Пилад провел рукой по месту, снова ставшему чужим, но осмотренному им так пристально, что можно было подумать, никогда уже не забудется. Сколько подобных вещей сознание, сдуру похватав молоток и зубило, обещает навсегда запечатлеться в памяти? И сколько разочарований ждет впереди. Ольга никак не отреагировала на его ласки, но Пилад все же попытался в очередной раз завладеть ею. Она не воспротивилась. Опустошившись с новой силой, но не найдя покой, Пилад зачем-то снова завел столь много раз уже безрезультатно возобновляемый разговор, в одночасье издавший треск. За этими словами он беспокоился, тревожась зудом и отвлеченной мыслью, как изощренно природа обустроила только что посещенную сферу жизни: в неопрятности и неизбежности.
А на следующий день она наконец исчезла. Нежин не решался какое-то время называть себе ее имени, обходя стороной и думая почему-то, что такое умалчивание стирает знание бегства и в конце концов должно ее вернуть.
Нежин не ждал, но это уже давно предчувствовала она. В тот день он отправился на прогулку один, без разбора мешая злобу с тоской и не произнеся ни слова. Исчезновение не было просто исчезновением, как пропадает молодость или звук при погружении под воду. Уход соотнесся с аккуратным выветриванием всех приезжих вещей, включая купленную недавно подставку под чашку из мореного дуба и маленькую баночку повидла, в которую иной раз наведывался и сам Пилад. Словно бы все упоминания получилось переловить и переложить бумагой, улыбнувшись бровастому носильщику.

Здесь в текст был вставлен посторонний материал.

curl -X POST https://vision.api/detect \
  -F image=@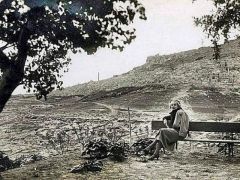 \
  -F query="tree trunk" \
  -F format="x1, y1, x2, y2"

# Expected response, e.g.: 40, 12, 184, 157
0, 27, 30, 112
0, 67, 23, 112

Была ли вообще та нежная ласковая Ольга с тихим голосом и очаровательным, чуточку строгим наклоном головы? Стояла ли она когда-то на пороге с двумя несоразмерно большими для ее потерянного вида чемоданами, захлопнувшимися вместе с ее существованием за спиной у Пилада? Он был зол на нее, но почему-то так отчаянно пытался возродить растрескавшийся в глубине витраж – единственное место, через которое проникал в дымный сумрак его снов свет, пестря непривычными свежими красками. Это могло сойти за попытку оживить отравленную часть самого себя, но теперь истлела и она.

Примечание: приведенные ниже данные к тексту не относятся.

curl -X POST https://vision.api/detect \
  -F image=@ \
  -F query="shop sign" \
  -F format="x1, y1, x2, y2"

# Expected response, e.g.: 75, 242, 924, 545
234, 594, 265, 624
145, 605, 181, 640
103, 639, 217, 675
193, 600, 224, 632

Любопытно, стоило ли родиться заново? Ну, если бы предложение поступило, отказываться, пожалуй, было глупо. В любом случае, после, откормленный и надежно стреноженный пеленкой, он бы даже не узнал о своем выборе, а следовательно, и о верности или, наоборот, поспешности и несостоятельности его.
Жилище в умозрительной яви, пустое и безмолвное, скрывшее свои ходы и изведанные закоулки в полумраке. Кажется, если махнуть, рука увязнет в холодной, липкой массе.
Шорох в кулаке превратился в бабочку, прячущую свою гаденькую сущность за цветастой бутафорией. А та словно специально создана, чтобы при взгляде на нее в ушах слышался сдобный хруст. Испугавшись предательства своей непрочной плоти, вспорхнула и исчезла.